Mevastatin reduces cartilage degradation in rabbit experimental osteoarthritis through inhibition of synovial inflammation.

OBJECTIVE

To examine the therapeutic efficacy of an HMG-CoA reductase inhibitor (statin) in rabbit osteoarthritis (OA) in vitro and in vivo.

METHODS

In the presence or absence of mevastatin, rabbit chondrocytes and synoviocytes were incubated with Interleukin-1beta (IL-1beta), and analyzed by biochemical methods. Thirty-two mature rabbits that underwent bilateral anterior cruciate ligament transaction (ACLT) received six consecutive weekly intra-articular injections of mevastatin at three different concentrations or a control solution. All animals were sacrificed 6 weeks after ACLT, and the knee joints were assessed by morphological, histological, immunohistochemical, and biochemical methods.

RESULTS

Mevastatin inhibited IL-1beta stimulation of gene expression of monocyte chemoattractant protein-1 (MCP-1) and matrix-metalloproteinases 3 (MMP-3), in synoviocytes but not chondrocytes. The levels of MCP-1 and MMP-3 productions in synoviocytes were significantly reduced by statin-treatment. In rabbit with OA, intra-articular injection of mevastatin significantly reduced cartilage degradation, as assessed by morphological and histological examinations.
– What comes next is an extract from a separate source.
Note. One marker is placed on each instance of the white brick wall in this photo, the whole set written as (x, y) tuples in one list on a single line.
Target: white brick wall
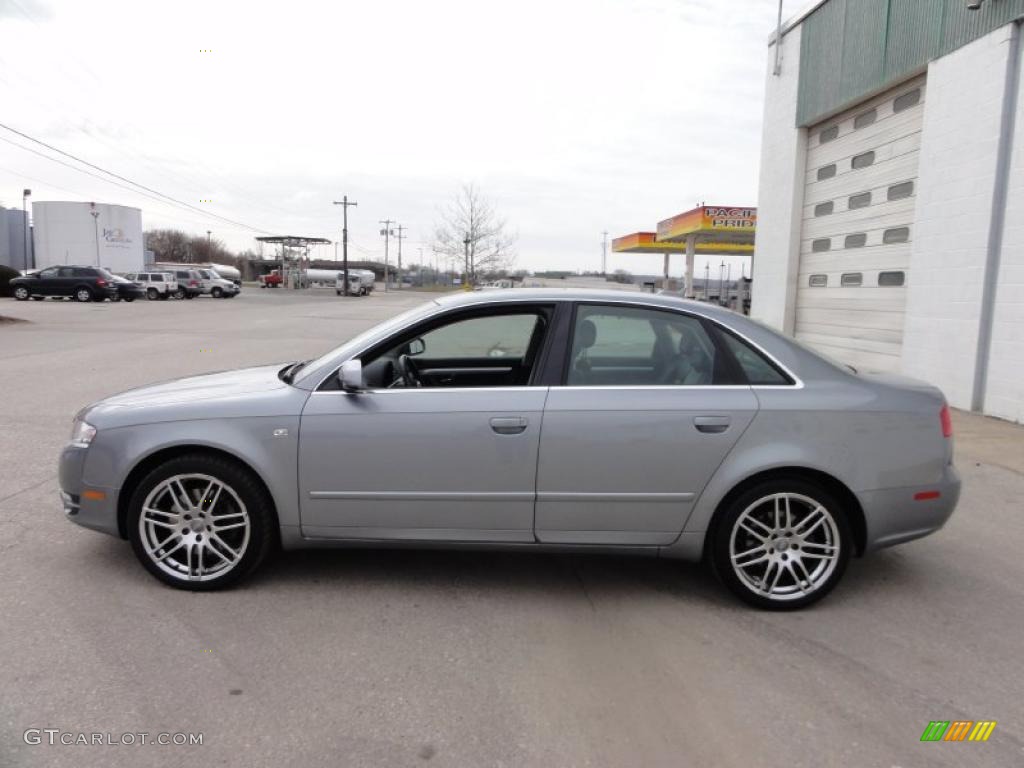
[(780, 193), (1005, 394), (963, 114)]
Synovial tissues of knees treated with mevastatin showed less severe inflammatory responses with reduced thickness of synovial cell lining and less infiltration of subsynovial CD68+monocyte lineage cells compared to untreated control knees. Relative mRNA expressions of MCP-1, IL-1beta, MMP-3, and MMP-13 were reduced in synovial tissues, but not articular cartilage, of knees treated with mevastatin compared with untreated control knees.

CONCLUSION

During the development of experimental OA, intra-articular administration of HMG-CoA reductase inhibitor (statin) reduces inflammatory cell infiltration and matrix-degrading enzyme expression, thus limiting cartilage degradation.